I was grateful to leave the treacherous stretch of my 20s, where family, friends, doctors and the man who read the gas metre would inquire if I thought about ever settling down with a nice boy. The stages of life where people you’ve just met feel they can give you fertility advice, even when you’re just trying to wash your hands in the loo. “You can’t put it off forever,” one lady said to me once. She was not talking about the queue for the bathroom where she had just met me 30 seconds earlier.

“You’ve got a boyfriend but no ring yet I see,” people say while scanning you over trying to work out what’s wrong with you that you can’t trick a man into marrying you.

Because somehow men are prize animals we have to lure into lifelong commitment against their will with a piece of ham and no sudden moves. Despite research showing men get more out of marriage than women in terms of happiness, health and even career progression, we still think of women to be the ones going around with big nets stashed up our jumpers ready to pounce on some poor unfortunate soul to cook, clean and advance the career of.

‘You shouldn’t be so picky,’ a man said to me once. ‘Your wife should have been,’ I thought

I welcomed my status slide from “eligible bachelorette” to “official hag”, detouring via “suspected frigid” and “are you sure she even likes men?”

Then I moved to Ireland where people get married and have children much later than my Australian friends, who are on their third baby and second husband. Sadly I’ve given up my tragic spinster status and people have once again started asking me why I don’t have children and why I’m not married “yet”.

By people I mean mostly men who have said things like being a wife and having children is the best thing I can do with my life. It is odd because they themselves do not have children and are not wives. In fact, in my experience, the folk who think that getting a man improves the life of women are almost never in fact women.

“You shouldn’t be so picky,” a man said to me once. “Your wife should have been,” I thought.

I have decided to improve my life and protect my peace by being rude to others. I am taking a vow of impoliteness. But only when it is warranted

Why are they allowed to ask me why I don’t have children when I’m not allowed to ask how they split their emotional and domestic labour with their wife. Can I ask her if they still have sex or if she now views him as another child to pick after?

I suppose I am allowed but I would be considered rude.
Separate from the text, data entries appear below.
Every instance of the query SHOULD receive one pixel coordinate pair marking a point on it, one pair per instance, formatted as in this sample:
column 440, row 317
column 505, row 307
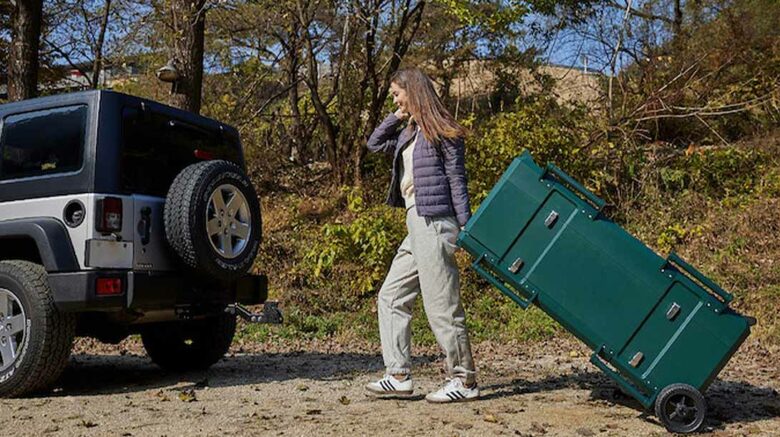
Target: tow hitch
column 270, row 314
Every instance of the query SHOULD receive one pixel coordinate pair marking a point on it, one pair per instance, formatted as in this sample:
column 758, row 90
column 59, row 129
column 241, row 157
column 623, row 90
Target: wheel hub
column 13, row 328
column 228, row 221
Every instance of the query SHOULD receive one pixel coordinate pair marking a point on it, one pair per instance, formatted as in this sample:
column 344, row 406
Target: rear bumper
column 75, row 292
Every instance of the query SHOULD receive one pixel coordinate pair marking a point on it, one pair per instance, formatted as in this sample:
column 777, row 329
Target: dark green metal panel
column 539, row 238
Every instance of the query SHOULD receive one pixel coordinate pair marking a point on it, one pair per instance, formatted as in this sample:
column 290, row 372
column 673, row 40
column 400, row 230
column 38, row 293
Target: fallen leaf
column 537, row 428
column 187, row 396
column 87, row 423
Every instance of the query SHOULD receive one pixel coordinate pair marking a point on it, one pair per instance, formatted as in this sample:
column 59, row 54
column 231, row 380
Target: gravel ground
column 316, row 388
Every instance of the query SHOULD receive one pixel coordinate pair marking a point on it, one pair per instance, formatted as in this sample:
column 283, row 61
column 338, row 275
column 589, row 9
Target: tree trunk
column 97, row 66
column 189, row 23
column 678, row 17
column 23, row 56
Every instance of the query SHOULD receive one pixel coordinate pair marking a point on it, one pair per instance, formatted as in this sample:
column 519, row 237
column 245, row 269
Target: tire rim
column 228, row 221
column 13, row 328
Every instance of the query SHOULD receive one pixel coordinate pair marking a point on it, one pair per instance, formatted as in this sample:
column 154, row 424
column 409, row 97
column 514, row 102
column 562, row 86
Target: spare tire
column 212, row 219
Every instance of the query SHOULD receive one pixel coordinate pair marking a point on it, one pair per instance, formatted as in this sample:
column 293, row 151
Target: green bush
column 350, row 257
column 551, row 133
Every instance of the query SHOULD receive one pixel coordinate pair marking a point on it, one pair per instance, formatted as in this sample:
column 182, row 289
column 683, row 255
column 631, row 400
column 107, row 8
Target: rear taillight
column 108, row 286
column 109, row 215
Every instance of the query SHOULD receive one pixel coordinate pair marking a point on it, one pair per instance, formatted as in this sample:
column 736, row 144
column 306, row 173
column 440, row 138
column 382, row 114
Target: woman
column 429, row 180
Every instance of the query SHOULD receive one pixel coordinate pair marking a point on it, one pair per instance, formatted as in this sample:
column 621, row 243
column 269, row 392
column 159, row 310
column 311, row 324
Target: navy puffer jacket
column 439, row 173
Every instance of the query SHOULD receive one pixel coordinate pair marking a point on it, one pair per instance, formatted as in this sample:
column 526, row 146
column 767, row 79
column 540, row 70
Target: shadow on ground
column 728, row 401
column 88, row 375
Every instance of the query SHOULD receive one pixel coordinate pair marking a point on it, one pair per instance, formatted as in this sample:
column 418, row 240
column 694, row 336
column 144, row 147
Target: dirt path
column 314, row 388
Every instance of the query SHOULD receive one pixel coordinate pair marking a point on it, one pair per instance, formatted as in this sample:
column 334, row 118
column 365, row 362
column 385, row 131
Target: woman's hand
column 401, row 115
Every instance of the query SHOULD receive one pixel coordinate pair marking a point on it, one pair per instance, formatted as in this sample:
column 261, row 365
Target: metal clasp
column 637, row 359
column 673, row 310
column 551, row 219
column 517, row 265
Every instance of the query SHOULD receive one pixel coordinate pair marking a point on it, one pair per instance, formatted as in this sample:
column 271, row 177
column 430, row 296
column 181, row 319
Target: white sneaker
column 453, row 391
column 390, row 386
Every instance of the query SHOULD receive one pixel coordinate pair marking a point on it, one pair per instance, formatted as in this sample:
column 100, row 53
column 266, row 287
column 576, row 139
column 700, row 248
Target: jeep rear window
column 43, row 142
column 157, row 147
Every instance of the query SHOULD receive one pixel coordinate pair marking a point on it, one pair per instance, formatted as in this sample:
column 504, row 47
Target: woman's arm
column 455, row 170
column 385, row 136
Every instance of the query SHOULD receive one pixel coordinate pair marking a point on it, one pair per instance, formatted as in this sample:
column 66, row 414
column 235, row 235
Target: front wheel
column 681, row 408
column 35, row 338
column 189, row 345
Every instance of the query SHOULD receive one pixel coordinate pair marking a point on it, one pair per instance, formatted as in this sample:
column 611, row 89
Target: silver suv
column 120, row 216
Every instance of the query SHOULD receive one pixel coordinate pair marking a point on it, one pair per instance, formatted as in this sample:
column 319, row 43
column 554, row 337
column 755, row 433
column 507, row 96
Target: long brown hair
column 436, row 123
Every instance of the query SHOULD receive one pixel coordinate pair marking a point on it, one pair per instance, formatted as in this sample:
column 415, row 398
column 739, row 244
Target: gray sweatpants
column 425, row 262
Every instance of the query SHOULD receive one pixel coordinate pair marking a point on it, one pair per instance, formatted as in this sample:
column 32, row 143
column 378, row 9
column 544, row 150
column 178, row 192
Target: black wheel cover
column 681, row 408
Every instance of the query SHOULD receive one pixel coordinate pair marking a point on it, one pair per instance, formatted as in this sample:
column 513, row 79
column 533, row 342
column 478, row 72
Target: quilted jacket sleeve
column 385, row 136
column 455, row 170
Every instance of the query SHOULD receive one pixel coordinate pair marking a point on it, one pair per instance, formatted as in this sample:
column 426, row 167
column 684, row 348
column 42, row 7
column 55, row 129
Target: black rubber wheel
column 681, row 408
column 189, row 345
column 212, row 219
column 35, row 339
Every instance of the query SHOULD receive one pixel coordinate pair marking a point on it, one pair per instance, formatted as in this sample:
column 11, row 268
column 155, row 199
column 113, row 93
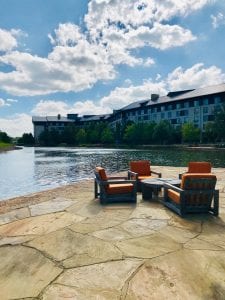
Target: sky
column 90, row 57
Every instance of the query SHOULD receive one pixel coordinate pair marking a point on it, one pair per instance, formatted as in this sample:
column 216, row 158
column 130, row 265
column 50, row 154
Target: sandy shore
column 62, row 244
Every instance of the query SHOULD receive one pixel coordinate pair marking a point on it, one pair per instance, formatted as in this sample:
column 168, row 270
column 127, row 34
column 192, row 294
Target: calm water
column 34, row 169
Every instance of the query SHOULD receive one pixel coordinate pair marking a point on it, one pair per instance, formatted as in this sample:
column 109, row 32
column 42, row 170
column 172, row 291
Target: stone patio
column 62, row 244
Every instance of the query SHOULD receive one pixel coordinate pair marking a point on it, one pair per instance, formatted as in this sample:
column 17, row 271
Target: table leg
column 146, row 192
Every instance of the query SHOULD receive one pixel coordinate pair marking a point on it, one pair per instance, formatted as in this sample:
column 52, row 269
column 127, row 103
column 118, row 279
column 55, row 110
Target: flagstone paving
column 62, row 244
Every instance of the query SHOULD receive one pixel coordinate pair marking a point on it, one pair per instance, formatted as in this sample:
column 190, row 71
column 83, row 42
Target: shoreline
column 61, row 191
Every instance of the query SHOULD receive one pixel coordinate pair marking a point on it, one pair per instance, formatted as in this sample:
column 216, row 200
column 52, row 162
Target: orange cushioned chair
column 196, row 194
column 141, row 170
column 114, row 189
column 198, row 167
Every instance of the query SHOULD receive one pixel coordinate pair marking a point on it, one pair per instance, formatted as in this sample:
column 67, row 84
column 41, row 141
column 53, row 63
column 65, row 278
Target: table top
column 161, row 181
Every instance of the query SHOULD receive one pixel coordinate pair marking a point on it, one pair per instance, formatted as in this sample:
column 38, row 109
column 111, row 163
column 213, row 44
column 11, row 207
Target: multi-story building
column 196, row 105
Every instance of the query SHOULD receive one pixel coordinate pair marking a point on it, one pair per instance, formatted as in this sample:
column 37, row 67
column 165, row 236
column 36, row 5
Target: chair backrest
column 141, row 167
column 101, row 173
column 198, row 181
column 199, row 167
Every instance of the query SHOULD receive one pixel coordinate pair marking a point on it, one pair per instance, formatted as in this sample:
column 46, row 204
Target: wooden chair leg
column 216, row 203
column 96, row 189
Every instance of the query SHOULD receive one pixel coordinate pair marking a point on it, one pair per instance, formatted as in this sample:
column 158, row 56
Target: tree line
column 129, row 134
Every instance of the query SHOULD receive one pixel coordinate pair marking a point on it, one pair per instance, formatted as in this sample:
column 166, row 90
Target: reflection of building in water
column 196, row 105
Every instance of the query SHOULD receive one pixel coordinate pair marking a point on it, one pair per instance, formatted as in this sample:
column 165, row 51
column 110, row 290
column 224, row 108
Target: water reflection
column 30, row 170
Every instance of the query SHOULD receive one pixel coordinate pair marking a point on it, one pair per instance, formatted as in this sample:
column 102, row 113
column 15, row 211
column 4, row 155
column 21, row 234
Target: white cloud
column 194, row 77
column 218, row 20
column 16, row 125
column 7, row 40
column 78, row 59
column 3, row 103
column 11, row 100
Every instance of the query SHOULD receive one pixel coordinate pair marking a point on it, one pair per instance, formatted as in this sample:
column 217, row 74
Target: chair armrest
column 116, row 177
column 172, row 187
column 106, row 182
column 180, row 175
column 132, row 174
column 157, row 173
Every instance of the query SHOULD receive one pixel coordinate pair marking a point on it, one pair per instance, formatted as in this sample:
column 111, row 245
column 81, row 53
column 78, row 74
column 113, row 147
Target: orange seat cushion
column 187, row 176
column 101, row 173
column 144, row 177
column 120, row 188
column 175, row 196
column 199, row 167
column 142, row 167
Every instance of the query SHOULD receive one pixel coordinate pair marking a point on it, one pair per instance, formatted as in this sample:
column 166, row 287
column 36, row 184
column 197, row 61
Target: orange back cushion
column 101, row 173
column 188, row 184
column 142, row 167
column 199, row 167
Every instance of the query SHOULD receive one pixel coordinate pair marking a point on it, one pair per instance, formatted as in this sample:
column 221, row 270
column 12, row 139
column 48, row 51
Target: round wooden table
column 154, row 185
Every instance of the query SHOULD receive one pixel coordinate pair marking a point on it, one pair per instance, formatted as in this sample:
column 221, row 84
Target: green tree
column 163, row 132
column 190, row 133
column 68, row 135
column 219, row 123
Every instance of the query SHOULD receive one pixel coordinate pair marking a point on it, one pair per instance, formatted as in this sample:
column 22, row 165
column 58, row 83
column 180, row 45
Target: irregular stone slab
column 106, row 219
column 15, row 240
column 24, row 272
column 184, row 275
column 140, row 227
column 54, row 205
column 153, row 212
column 75, row 249
column 189, row 224
column 39, row 225
column 112, row 234
column 198, row 244
column 16, row 214
column 180, row 235
column 148, row 246
column 105, row 276
column 57, row 291
column 214, row 234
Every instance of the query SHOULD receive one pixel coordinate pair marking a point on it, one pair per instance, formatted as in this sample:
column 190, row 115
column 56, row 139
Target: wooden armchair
column 197, row 194
column 141, row 170
column 114, row 189
column 198, row 167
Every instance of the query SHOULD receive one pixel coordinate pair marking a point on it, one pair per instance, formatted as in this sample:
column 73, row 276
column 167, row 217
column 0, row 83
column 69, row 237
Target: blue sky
column 90, row 57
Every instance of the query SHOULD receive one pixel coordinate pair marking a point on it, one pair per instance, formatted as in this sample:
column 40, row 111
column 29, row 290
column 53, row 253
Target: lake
column 35, row 169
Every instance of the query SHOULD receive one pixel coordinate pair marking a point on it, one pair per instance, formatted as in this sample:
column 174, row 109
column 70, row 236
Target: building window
column 196, row 111
column 205, row 118
column 217, row 100
column 196, row 103
column 205, row 110
column 205, row 101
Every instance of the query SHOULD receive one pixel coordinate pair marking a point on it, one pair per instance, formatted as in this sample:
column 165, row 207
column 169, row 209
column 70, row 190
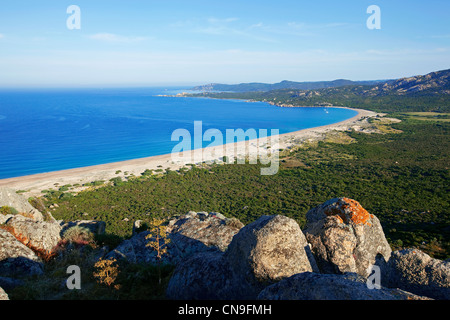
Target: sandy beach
column 34, row 184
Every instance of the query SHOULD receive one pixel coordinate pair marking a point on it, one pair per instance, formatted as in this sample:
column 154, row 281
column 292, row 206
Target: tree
column 158, row 240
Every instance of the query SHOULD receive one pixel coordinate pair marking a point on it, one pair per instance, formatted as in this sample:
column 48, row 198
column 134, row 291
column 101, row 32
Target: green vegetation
column 400, row 176
column 348, row 96
column 429, row 116
column 8, row 210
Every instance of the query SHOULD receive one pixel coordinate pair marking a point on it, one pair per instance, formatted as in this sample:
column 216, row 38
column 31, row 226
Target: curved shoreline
column 33, row 184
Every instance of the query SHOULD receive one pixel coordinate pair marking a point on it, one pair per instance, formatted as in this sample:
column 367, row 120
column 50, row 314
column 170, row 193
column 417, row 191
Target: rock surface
column 269, row 249
column 9, row 197
column 265, row 251
column 345, row 237
column 17, row 260
column 3, row 295
column 415, row 271
column 189, row 234
column 315, row 286
column 40, row 235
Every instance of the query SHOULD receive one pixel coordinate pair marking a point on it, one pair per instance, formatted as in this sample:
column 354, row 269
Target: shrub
column 107, row 272
column 8, row 210
column 79, row 235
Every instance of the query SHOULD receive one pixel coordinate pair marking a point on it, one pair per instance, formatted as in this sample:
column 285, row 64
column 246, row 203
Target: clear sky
column 189, row 42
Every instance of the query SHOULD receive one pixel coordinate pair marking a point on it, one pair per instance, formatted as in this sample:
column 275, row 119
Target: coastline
column 34, row 184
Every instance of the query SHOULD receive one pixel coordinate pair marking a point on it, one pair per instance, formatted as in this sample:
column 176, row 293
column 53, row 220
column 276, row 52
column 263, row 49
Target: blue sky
column 155, row 42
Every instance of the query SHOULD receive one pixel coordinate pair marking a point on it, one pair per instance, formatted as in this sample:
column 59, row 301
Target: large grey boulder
column 267, row 250
column 203, row 276
column 415, row 271
column 17, row 260
column 188, row 234
column 3, row 295
column 345, row 237
column 40, row 235
column 9, row 197
column 315, row 286
column 261, row 253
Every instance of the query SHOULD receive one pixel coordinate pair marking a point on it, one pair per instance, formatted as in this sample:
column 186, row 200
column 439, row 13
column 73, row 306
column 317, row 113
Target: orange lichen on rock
column 350, row 210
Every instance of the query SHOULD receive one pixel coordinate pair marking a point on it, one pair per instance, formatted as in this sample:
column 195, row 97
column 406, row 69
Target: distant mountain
column 256, row 86
column 430, row 92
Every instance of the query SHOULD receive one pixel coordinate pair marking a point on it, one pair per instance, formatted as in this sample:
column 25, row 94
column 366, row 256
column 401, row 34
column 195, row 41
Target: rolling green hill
column 422, row 93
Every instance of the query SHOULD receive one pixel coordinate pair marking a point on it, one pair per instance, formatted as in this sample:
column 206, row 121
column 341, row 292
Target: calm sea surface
column 49, row 130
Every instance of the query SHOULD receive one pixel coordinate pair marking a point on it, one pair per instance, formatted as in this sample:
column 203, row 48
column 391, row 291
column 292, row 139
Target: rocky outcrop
column 9, row 197
column 3, row 295
column 345, row 237
column 265, row 251
column 415, row 271
column 17, row 260
column 315, row 286
column 188, row 234
column 40, row 235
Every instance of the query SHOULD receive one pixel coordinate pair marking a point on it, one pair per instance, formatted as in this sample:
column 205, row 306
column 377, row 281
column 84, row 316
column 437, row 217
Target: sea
column 43, row 130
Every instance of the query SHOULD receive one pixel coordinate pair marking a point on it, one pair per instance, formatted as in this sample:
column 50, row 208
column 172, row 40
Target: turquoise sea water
column 49, row 130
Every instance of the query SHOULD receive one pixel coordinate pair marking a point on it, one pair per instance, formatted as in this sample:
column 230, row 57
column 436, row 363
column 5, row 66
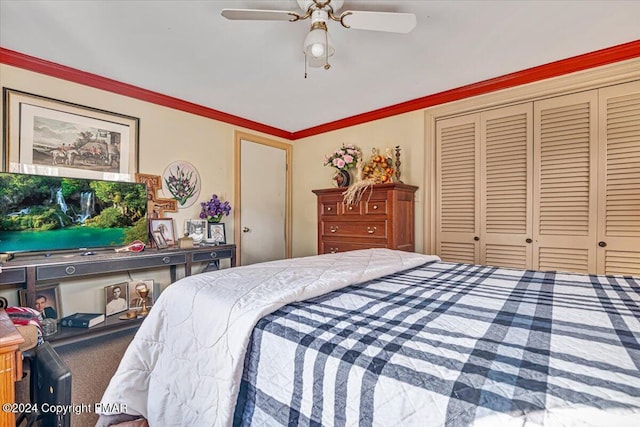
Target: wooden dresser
column 10, row 366
column 384, row 218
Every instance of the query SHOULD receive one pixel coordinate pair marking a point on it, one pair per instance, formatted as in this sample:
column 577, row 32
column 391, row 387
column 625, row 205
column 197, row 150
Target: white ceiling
column 255, row 69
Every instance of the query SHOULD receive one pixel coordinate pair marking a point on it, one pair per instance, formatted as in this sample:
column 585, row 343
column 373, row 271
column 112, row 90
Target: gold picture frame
column 46, row 136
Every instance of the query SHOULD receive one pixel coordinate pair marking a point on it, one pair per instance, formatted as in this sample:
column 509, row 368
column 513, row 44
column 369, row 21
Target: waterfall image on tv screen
column 45, row 213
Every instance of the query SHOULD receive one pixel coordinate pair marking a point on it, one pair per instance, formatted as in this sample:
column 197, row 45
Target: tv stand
column 27, row 271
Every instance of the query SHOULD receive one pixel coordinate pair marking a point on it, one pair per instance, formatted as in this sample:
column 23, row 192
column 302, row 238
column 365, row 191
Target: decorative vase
column 342, row 178
column 214, row 219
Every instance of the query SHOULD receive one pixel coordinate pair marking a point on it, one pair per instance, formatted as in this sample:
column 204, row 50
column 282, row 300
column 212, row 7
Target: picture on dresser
column 135, row 297
column 217, row 233
column 158, row 240
column 164, row 226
column 196, row 229
column 46, row 302
column 116, row 298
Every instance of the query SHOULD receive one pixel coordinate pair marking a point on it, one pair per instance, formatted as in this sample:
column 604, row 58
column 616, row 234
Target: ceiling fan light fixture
column 318, row 46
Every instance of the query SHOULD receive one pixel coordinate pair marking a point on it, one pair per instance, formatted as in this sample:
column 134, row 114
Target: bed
column 383, row 337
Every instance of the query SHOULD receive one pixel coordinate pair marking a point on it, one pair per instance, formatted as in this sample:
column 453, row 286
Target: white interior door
column 263, row 202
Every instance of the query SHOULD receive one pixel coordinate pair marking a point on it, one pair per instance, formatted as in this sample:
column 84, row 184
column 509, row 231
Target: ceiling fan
column 318, row 46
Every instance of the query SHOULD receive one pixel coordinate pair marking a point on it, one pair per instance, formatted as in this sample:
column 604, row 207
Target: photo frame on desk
column 196, row 229
column 47, row 301
column 158, row 240
column 116, row 298
column 217, row 233
column 46, row 136
column 165, row 227
column 135, row 301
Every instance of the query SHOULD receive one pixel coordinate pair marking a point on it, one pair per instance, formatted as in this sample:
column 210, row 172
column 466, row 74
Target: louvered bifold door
column 619, row 186
column 457, row 145
column 506, row 148
column 565, row 183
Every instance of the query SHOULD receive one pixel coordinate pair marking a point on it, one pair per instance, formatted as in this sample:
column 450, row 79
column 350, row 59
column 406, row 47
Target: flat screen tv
column 50, row 213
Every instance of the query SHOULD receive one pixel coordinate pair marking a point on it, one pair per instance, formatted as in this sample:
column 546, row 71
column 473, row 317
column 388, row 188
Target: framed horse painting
column 46, row 136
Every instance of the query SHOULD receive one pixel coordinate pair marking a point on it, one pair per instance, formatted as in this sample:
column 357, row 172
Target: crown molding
column 542, row 72
column 574, row 64
column 37, row 65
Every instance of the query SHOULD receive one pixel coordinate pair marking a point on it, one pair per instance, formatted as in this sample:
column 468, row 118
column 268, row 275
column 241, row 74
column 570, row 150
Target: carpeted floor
column 92, row 364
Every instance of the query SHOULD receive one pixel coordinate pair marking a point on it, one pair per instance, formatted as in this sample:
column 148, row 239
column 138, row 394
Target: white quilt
column 185, row 363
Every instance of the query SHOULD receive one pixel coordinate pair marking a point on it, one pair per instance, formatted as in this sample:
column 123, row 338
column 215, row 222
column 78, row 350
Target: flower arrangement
column 380, row 167
column 214, row 209
column 182, row 184
column 345, row 157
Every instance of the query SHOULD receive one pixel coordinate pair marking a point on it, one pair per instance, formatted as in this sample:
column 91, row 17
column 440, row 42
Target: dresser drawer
column 96, row 267
column 352, row 209
column 376, row 207
column 367, row 229
column 211, row 255
column 329, row 208
column 331, row 247
column 13, row 275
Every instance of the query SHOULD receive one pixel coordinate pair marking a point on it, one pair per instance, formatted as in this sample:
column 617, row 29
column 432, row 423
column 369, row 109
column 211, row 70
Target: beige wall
column 166, row 135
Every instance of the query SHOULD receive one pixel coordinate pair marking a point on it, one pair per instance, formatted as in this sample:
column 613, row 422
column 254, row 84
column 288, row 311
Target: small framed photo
column 196, row 229
column 165, row 227
column 116, row 298
column 47, row 301
column 217, row 233
column 158, row 240
column 135, row 299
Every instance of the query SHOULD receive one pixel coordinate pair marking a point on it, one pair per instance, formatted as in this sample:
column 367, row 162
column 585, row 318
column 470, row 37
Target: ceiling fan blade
column 259, row 15
column 379, row 21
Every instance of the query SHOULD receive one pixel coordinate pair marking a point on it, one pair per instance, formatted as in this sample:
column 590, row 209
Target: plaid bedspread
column 451, row 344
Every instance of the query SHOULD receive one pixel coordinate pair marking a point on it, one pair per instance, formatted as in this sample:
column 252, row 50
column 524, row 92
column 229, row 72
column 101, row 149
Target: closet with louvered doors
column 565, row 183
column 484, row 177
column 552, row 184
column 457, row 178
column 618, row 250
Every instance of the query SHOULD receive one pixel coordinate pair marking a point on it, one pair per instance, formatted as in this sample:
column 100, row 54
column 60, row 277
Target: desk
column 28, row 270
column 10, row 365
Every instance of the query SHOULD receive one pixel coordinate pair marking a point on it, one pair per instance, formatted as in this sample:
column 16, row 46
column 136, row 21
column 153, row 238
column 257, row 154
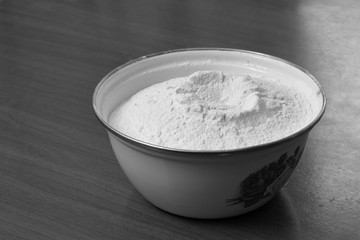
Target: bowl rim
column 142, row 144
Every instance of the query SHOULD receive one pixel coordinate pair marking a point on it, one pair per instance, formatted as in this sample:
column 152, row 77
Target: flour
column 213, row 111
The rudeness rule only flows one way: people are okay to ask me if I think abstaining from having a kid is selfish. It is not okay for me to ask them why they had more children than they could afford comfortably.

Which is a bit unfair given my selfish, barren tax dollars go towards paying the universal Child Benefit payment, supporting other people’s offspring to the tune of €140 per sprog, per month. It isn’t even means tested, so I’m probably subsidising the dressage lessons of some kid called Tarquin from my rented house furnished with glasses “borrowed” from the pub.

It is universally acknowledged that we are still allowed to make resolutions for the new year in March because the year has barely got out of bed yet and if it has it’s still wearing its pyjamas while hunting for a pair of clean undies to wear.

I have decided to improve my life and protect my peace by being rude to others. I am taking a vow of impoliteness. But only when it is warranted. I won’t be going around shoving slow-walking schoolchildren down the escalators at St Stephen’s Green shopping centre or flipping off elderly ladies who say hello to me at the bus stop.

It’s just that if someone asks me an impolite question about something that has nothing to do with them, I’ll be ready with a response. I don’t have children because it would interfere with my life purpose (being left alone and eating biscuits). But I have never asked anyone to justify why they decided to have kids (was it boredom? You weren’t allowed a dog in your apartment? You wanted someone to watch telly with?) Maybe we need to start.